In Reply to: Re: Is there an attack against the concept of genetic program? posted by Dov on November 07, 1999 at 16:07:07:

Dear Dove,

About information: if we say that "information is data, characteristics, of the order in a matter and/or in a system, that may explain their state and their future", then it is obvious that the <> is not information, since it cannot explain neither the state nor the future of a system like a cell. No biologist says that GP explains the state or future of the cell; he says at least that also environment is involved with that explanation, following the refrain "phenotype is a function of genotype and environment".
So that, information in your sense includes at least GP (anything it may be; the question is always the same: what is the definition of GP?), environment and cytoplasmic arrangements.

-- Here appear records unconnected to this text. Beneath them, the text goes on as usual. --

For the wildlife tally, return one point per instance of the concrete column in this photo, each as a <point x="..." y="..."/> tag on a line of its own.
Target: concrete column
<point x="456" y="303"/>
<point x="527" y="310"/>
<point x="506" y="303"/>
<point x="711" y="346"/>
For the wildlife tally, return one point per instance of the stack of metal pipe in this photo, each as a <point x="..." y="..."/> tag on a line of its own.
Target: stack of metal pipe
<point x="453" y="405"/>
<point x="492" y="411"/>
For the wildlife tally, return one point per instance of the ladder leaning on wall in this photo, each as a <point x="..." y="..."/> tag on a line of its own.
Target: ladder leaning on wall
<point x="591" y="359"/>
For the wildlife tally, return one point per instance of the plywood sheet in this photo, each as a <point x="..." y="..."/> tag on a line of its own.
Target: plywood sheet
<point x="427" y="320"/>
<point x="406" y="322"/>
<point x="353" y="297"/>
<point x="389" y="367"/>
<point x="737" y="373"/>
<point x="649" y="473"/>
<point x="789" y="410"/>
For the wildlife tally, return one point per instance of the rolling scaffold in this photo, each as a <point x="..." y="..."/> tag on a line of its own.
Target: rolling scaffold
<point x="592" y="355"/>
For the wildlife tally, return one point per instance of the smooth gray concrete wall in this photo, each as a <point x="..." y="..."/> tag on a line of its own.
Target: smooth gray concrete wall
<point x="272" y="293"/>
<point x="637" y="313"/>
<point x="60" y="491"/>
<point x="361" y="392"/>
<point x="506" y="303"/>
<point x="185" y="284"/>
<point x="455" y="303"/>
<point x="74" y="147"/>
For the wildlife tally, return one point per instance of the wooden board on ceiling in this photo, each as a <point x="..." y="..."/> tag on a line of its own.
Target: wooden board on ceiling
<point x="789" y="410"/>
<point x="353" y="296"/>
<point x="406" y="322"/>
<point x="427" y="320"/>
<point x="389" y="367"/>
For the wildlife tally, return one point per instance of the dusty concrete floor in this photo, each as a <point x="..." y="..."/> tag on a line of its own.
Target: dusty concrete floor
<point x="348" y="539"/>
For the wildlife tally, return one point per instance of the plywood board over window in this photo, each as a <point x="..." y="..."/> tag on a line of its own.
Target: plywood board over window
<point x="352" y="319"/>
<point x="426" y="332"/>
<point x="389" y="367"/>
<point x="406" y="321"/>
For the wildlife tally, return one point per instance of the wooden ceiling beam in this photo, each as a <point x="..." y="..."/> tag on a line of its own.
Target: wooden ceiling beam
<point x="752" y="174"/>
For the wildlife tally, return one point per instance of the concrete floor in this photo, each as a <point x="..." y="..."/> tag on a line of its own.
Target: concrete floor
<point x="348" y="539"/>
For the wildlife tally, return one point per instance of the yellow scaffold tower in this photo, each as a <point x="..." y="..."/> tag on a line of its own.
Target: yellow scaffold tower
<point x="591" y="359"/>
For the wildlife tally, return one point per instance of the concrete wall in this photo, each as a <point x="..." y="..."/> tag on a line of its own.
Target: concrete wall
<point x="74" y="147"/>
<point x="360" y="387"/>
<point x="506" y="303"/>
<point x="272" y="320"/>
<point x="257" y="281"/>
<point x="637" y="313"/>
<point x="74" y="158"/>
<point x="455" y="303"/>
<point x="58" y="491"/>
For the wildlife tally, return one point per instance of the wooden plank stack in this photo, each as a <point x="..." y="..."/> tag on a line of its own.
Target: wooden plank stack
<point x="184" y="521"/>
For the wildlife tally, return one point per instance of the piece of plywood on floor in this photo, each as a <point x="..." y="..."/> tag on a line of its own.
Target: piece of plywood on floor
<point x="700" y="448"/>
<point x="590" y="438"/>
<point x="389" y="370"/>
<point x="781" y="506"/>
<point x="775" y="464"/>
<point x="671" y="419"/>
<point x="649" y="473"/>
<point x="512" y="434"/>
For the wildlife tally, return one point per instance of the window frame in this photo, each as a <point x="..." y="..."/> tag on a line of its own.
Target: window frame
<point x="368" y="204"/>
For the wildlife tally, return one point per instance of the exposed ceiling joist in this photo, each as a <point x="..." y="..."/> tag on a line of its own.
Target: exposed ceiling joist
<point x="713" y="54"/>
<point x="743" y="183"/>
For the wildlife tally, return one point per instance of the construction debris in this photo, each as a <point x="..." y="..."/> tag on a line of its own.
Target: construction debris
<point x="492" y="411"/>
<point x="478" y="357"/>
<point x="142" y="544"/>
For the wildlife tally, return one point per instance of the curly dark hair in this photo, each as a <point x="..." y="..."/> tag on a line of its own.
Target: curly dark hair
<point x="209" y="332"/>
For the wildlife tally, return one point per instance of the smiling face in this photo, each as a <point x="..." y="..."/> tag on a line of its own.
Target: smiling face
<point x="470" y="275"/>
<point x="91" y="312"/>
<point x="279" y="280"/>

About recipes: a recipe sounds as "take something and do something with it"; it is an instruction, more than a process. Now, nothing in this sense is present in DNA. Along certain sections of the double helix we find a chain of nucleotides somewhat inactive; when a complex made up of RNA-polymerase, ATP and other factors contacts that section, some ribonucleotides become attached and form a RNA.
These DNA sections do not instruct the cell to build RNA or protids; to pick up the linguistic metaphor, we can compare them to a written text, which doesn't furnish the instructions to be read. The book 'The Origin of Species' doesn't contain instructions for its reading; on the contrary, it is a reader that is able to read it, if he knows latin alphabet. If we put the book in the hands of a Chinese who doesn't know latin alphabet, he cannot read the book; an Italian who knows latin alphabet but doesn't know english can read (apart the pronounce, if he reads aloud) the book, even if he doesn't understand the text.
Owing to the RNA-polymerase complex activity, some ribonucleotides are chained in linear correspondence to some desoxyribonucleotides. This point of view, I now notice it, attaches more importance to the polymerase complex than to DNA sections; DNA is seen as a passive, static, inactive macromolecule (a mass memory, maybe; note that in this context memory is not, again, a process, but a physical support of conservation, persistence, retention of something), while the HERACLITEAN activity, processuality, becoming is performed by other cellular components.